Titling its annual report on the state of the national film industry 'The Crisis to Come,' the Spanish Film Academy has warned that '2003 will be a critical year' for Spanish cinema.

The report, which analyses statistical data on the industry (official year-end figures have not yet been released by the Ministry of Culture) and quotes producers, distributors, exhibitors and government officials, says that "fewer shoots, a strangling of costs, lowered TV investment and fewer international sales are already being felt."

Spain followed the trend seen in other European countries of lower overall box office revenues in 2002 -- down 5% from Euros 616m to Euros 585m -- and reduced admissions -- down 8% from 148m to 136m.

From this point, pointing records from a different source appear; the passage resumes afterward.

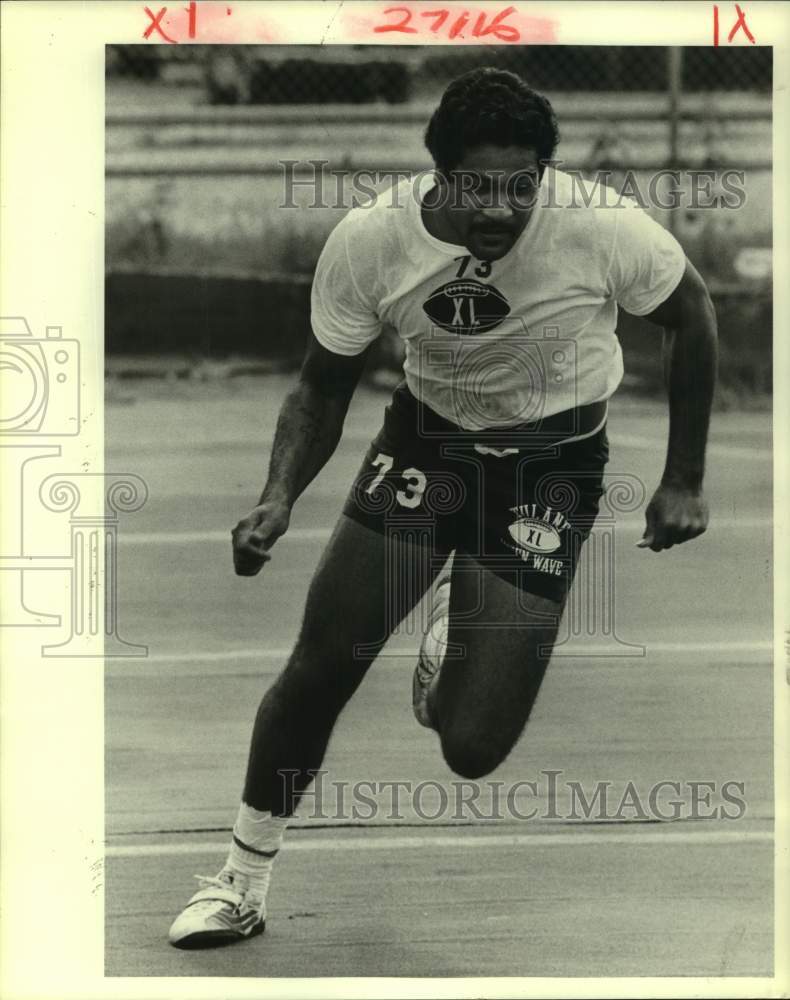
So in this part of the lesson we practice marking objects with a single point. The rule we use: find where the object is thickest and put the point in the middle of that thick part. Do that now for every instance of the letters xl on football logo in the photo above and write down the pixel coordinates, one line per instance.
(466, 307)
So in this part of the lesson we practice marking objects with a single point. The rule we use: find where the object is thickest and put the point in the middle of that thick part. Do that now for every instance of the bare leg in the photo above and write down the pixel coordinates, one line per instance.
(482, 701)
(354, 600)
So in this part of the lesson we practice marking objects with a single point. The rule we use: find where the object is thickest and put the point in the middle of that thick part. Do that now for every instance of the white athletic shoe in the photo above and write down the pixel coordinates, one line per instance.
(432, 650)
(221, 912)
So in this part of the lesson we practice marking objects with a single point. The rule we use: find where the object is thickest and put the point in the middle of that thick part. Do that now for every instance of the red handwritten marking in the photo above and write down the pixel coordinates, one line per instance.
(503, 32)
(192, 12)
(459, 25)
(156, 25)
(740, 24)
(440, 16)
(402, 25)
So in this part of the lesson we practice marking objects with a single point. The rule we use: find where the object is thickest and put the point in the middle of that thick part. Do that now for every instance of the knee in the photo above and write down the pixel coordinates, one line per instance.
(472, 756)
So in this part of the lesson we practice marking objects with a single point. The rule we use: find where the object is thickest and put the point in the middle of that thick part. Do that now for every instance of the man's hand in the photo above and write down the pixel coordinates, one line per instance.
(256, 533)
(674, 515)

But for Spanish films, which comprised a typically low 12% box office share in 2002, the losses were even greater: ticket sales dropped by Euros 40m, or 36.4%, from Euros 110m to Euros 70m, and admissions fell by close to half from 26.6m to 15m.

Among the factors the Academy cites for the low box office turnout are a general scaling back of personal spending in Spain and, among domestic films, a lack of breakaway hits.

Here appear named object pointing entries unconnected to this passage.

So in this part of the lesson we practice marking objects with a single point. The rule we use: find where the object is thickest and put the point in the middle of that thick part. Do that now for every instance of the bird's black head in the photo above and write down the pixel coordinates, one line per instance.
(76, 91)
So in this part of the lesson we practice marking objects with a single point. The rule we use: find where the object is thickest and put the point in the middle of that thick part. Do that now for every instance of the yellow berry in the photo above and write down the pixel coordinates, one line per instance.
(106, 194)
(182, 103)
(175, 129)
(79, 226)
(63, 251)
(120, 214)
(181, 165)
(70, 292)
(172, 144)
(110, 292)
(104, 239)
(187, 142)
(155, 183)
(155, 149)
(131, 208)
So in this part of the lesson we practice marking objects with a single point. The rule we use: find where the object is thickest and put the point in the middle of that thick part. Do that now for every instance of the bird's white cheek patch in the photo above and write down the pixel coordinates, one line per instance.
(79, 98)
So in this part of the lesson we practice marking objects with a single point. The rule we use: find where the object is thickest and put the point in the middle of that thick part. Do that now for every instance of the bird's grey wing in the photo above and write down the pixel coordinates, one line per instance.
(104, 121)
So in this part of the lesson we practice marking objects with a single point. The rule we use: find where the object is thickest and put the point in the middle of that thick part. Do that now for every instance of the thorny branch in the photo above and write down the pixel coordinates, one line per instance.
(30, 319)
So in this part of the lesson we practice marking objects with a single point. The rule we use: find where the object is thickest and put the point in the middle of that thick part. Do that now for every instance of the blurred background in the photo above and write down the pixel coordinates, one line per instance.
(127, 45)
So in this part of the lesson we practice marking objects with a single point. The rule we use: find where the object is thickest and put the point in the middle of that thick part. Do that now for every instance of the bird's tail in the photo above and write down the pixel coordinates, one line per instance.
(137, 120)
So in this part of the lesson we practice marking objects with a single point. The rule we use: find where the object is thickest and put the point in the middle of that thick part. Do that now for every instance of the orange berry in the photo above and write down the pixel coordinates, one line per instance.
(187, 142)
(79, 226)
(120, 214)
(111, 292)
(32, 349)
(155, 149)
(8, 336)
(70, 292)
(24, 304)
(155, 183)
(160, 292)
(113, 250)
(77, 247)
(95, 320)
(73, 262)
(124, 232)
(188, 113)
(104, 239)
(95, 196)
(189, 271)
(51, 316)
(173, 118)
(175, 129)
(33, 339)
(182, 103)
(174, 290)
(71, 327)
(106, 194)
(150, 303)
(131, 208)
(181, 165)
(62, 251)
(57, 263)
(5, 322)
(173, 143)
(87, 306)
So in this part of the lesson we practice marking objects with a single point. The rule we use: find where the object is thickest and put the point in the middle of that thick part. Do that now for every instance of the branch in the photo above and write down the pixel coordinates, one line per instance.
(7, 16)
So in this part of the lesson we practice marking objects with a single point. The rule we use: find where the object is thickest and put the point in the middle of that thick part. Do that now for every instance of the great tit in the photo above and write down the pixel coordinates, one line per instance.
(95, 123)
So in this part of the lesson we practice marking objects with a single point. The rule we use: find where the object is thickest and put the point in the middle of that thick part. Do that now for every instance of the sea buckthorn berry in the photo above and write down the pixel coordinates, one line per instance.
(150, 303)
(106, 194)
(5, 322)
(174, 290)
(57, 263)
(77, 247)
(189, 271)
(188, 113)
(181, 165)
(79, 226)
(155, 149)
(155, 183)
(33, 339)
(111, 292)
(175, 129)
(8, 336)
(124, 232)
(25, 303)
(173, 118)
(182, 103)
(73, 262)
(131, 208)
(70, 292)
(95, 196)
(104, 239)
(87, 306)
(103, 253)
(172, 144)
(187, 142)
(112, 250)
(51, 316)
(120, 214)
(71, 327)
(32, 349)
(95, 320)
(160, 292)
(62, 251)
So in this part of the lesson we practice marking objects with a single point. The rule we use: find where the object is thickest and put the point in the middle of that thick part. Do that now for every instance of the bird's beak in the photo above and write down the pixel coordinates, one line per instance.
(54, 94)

The report highlights the "precariousness" of Spain's production sector, in which only 2.9% of producers made four or more films last year while the great majority, 82.4%, made just one film. Also tellingly, only 5.2% of Spanish films were budgeted at Euros 5m or more last year.

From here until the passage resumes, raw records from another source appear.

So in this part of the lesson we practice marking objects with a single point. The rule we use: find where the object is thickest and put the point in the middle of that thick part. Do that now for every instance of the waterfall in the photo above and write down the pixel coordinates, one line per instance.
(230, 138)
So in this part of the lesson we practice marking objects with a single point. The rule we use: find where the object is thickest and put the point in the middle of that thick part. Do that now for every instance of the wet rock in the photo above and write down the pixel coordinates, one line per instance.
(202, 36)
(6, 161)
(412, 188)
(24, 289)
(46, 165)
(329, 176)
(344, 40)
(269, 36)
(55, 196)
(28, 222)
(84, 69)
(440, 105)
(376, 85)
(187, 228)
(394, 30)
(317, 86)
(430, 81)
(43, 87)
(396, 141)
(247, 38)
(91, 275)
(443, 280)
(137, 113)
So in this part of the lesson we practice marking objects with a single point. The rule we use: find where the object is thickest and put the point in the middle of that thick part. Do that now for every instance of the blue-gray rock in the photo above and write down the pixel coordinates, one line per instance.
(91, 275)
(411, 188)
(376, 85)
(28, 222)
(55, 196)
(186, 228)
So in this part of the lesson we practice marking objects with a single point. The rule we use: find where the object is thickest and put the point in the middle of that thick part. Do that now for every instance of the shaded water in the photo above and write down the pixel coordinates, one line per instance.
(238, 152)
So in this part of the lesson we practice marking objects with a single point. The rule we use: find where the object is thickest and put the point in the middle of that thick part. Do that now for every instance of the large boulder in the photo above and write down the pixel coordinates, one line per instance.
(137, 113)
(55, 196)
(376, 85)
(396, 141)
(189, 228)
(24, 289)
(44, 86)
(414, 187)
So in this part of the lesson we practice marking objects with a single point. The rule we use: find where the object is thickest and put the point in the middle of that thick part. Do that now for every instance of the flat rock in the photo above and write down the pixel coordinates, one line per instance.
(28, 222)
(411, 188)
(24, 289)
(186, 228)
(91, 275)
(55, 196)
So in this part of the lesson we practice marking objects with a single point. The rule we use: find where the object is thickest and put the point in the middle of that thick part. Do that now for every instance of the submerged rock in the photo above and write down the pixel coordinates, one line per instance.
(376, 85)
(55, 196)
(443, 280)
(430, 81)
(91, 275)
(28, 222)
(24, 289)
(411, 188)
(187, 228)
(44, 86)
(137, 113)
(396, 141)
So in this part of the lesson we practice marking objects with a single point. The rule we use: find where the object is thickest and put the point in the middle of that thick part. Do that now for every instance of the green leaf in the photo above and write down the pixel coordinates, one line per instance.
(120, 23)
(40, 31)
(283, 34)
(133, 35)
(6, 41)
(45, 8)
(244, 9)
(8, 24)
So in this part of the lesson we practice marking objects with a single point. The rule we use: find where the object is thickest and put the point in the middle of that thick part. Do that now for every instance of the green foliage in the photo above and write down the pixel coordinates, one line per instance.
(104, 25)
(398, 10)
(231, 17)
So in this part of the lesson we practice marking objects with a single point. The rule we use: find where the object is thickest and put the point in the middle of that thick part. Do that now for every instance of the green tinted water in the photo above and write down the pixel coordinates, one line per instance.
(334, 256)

Among other factors affecting the local industry, the report cites serious financing cutbacks at broadcasters, a sector undergoing its own worrying transformation pending a merger of pay platforms Via Digital and Canal Satelite Digital, and a shrinking of the government's Cinema Protection Fund.

In the exhibition sector, the report highlights Spain's saturated marketplace where an average ten titles premiere weekly, the biggest of them on as many as 515 copies in a country with 3,488 screens. North American films comprise 43% of premieres and 77% of ticket sales.